Hand, foot and mouth disease is not the same thing as foot and mouth disease. Foot and mouth disease usually only affects animals. It is extremely rare for humans to contract foot and mouth, even if they are exposed to the infection for a prolonged period of time.

The early symptoms of hand, foot and mouth disease are a fever and sore throat, followed by sores in the mouth and on the hands and feet. The incubation period (the time between catching the disease and showing symptoms) is 3-6 days. During this time the virus can be passed on.

There is no specific treatment for hand, foot and mouth disease, but there are steps that you can take to help ease your symptoms.

The risk to you and your baby

There is normally no risk to your baby if you catch hand, foot and mouth disease during your pregnancy. However, if you catch the virus shortly before you give birth, it can pass to your baby and they may need hospital treatment to avoid developing further problems.

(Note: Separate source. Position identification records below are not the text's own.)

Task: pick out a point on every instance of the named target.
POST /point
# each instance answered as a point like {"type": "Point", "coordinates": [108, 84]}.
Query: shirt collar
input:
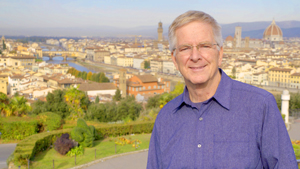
{"type": "Point", "coordinates": [222, 95]}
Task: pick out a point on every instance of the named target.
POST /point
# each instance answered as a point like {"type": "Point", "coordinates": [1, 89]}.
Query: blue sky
{"type": "Point", "coordinates": [134, 13]}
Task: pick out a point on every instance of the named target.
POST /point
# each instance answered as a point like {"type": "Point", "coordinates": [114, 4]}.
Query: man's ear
{"type": "Point", "coordinates": [220, 56]}
{"type": "Point", "coordinates": [174, 60]}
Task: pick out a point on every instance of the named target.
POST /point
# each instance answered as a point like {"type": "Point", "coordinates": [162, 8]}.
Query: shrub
{"type": "Point", "coordinates": [76, 150]}
{"type": "Point", "coordinates": [83, 134]}
{"type": "Point", "coordinates": [27, 148]}
{"type": "Point", "coordinates": [49, 121]}
{"type": "Point", "coordinates": [62, 145]}
{"type": "Point", "coordinates": [18, 129]}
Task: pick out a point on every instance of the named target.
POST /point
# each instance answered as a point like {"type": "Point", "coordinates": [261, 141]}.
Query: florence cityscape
{"type": "Point", "coordinates": [102, 71]}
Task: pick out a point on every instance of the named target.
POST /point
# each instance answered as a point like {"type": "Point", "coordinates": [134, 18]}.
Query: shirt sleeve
{"type": "Point", "coordinates": [154, 153]}
{"type": "Point", "coordinates": [276, 147]}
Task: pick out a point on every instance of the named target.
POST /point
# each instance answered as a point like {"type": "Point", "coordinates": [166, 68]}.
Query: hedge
{"type": "Point", "coordinates": [18, 130]}
{"type": "Point", "coordinates": [30, 146]}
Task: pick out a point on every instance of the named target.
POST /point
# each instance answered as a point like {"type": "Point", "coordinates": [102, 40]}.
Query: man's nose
{"type": "Point", "coordinates": [195, 54]}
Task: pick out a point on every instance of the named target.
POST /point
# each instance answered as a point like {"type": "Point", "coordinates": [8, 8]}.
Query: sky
{"type": "Point", "coordinates": [137, 13]}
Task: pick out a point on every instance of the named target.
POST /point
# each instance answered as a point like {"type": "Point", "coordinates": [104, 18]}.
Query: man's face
{"type": "Point", "coordinates": [199, 66]}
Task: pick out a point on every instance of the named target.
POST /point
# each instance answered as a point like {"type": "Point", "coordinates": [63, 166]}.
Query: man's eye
{"type": "Point", "coordinates": [205, 46]}
{"type": "Point", "coordinates": [184, 48]}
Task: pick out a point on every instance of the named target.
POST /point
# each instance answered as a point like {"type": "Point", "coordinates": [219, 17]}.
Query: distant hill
{"type": "Point", "coordinates": [256, 29]}
{"type": "Point", "coordinates": [258, 34]}
{"type": "Point", "coordinates": [252, 29]}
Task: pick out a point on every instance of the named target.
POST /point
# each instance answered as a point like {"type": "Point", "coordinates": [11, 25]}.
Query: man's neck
{"type": "Point", "coordinates": [202, 92]}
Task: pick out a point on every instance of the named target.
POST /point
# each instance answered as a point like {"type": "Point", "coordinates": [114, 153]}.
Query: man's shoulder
{"type": "Point", "coordinates": [248, 89]}
{"type": "Point", "coordinates": [170, 107]}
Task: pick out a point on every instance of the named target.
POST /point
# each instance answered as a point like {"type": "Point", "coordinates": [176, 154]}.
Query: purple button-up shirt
{"type": "Point", "coordinates": [239, 127]}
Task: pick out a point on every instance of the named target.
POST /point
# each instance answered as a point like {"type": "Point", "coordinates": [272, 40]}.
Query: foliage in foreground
{"type": "Point", "coordinates": [294, 102]}
{"type": "Point", "coordinates": [27, 148]}
{"type": "Point", "coordinates": [63, 144]}
{"type": "Point", "coordinates": [15, 106]}
{"type": "Point", "coordinates": [55, 103]}
{"type": "Point", "coordinates": [17, 128]}
{"type": "Point", "coordinates": [112, 111]}
{"type": "Point", "coordinates": [49, 121]}
{"type": "Point", "coordinates": [78, 151]}
{"type": "Point", "coordinates": [83, 134]}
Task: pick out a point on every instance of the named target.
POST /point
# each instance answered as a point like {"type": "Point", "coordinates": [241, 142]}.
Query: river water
{"type": "Point", "coordinates": [69, 61]}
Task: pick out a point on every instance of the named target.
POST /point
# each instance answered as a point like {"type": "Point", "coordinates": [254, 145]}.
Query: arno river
{"type": "Point", "coordinates": [58, 60]}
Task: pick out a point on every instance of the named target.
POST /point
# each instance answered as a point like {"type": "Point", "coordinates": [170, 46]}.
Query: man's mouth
{"type": "Point", "coordinates": [197, 67]}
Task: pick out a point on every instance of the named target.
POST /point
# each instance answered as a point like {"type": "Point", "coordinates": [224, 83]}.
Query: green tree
{"type": "Point", "coordinates": [73, 98]}
{"type": "Point", "coordinates": [233, 71]}
{"type": "Point", "coordinates": [97, 99]}
{"type": "Point", "coordinates": [4, 101]}
{"type": "Point", "coordinates": [89, 76]}
{"type": "Point", "coordinates": [4, 45]}
{"type": "Point", "coordinates": [117, 96]}
{"type": "Point", "coordinates": [83, 134]}
{"type": "Point", "coordinates": [18, 106]}
{"type": "Point", "coordinates": [147, 65]}
{"type": "Point", "coordinates": [179, 88]}
{"type": "Point", "coordinates": [153, 102]}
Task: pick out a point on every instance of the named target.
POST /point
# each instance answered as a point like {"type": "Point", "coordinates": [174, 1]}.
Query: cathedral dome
{"type": "Point", "coordinates": [229, 38]}
{"type": "Point", "coordinates": [273, 32]}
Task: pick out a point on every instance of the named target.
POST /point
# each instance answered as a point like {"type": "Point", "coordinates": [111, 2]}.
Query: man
{"type": "Point", "coordinates": [217, 122]}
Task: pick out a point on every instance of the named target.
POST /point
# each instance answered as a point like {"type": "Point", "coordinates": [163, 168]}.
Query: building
{"type": "Point", "coordinates": [160, 40]}
{"type": "Point", "coordinates": [26, 61]}
{"type": "Point", "coordinates": [168, 67]}
{"type": "Point", "coordinates": [238, 37]}
{"type": "Point", "coordinates": [295, 80]}
{"type": "Point", "coordinates": [100, 54]}
{"type": "Point", "coordinates": [156, 65]}
{"type": "Point", "coordinates": [273, 33]}
{"type": "Point", "coordinates": [145, 85]}
{"type": "Point", "coordinates": [4, 84]}
{"type": "Point", "coordinates": [138, 62]}
{"type": "Point", "coordinates": [280, 77]}
{"type": "Point", "coordinates": [95, 89]}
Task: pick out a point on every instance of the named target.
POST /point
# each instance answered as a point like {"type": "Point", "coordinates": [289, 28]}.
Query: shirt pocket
{"type": "Point", "coordinates": [231, 150]}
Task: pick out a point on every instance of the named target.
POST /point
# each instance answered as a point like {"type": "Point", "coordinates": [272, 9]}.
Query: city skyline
{"type": "Point", "coordinates": [137, 13]}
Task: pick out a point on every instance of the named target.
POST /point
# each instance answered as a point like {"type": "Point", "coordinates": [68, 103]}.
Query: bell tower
{"type": "Point", "coordinates": [122, 82]}
{"type": "Point", "coordinates": [159, 32]}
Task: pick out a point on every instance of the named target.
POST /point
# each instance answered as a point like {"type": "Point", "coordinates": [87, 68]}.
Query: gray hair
{"type": "Point", "coordinates": [189, 17]}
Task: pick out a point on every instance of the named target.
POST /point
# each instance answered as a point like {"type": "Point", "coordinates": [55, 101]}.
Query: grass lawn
{"type": "Point", "coordinates": [104, 148]}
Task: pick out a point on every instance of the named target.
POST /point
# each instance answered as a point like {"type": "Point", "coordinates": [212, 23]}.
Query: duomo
{"type": "Point", "coordinates": [272, 38]}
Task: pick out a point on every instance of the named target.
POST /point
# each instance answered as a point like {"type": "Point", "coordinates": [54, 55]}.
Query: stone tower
{"type": "Point", "coordinates": [238, 36]}
{"type": "Point", "coordinates": [247, 41]}
{"type": "Point", "coordinates": [122, 82]}
{"type": "Point", "coordinates": [159, 32]}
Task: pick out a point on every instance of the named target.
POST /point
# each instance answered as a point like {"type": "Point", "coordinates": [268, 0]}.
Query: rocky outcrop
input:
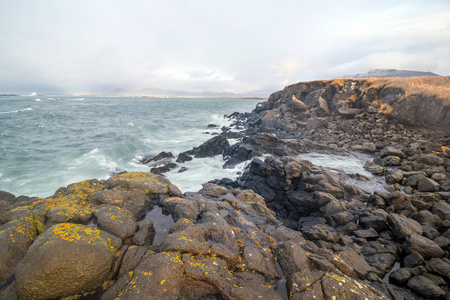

It is worth remembering that hand, foot and mouth disease is rare in healthy adults. In reality, the risk of infection is low, and any complications you may have during pregnancy, as a result of catching the infection, are most likely to be caused by the high temperature you develop, and not by the infection itself.

There is also some evidence to suggest that in very rare cases, catching hand, foot and mouth disease during your pregnancy may result in miscarriage. Although the risk of this happening is very small, it is always best to contact your doctor if you suspect that you may have developed the condition during your pregnancy.

To avoid the risk of catching the disease, always wash your hands thoroughly after going to the toilet or handling diapers, and make sure that the toilet is clean.

Avoiding children with the virus may also help reduce the risk of catching the disease. However, it is important to remember that if a child has the virus which causes hand, foot and mouth disease, they will have been infectious before showing any symptoms.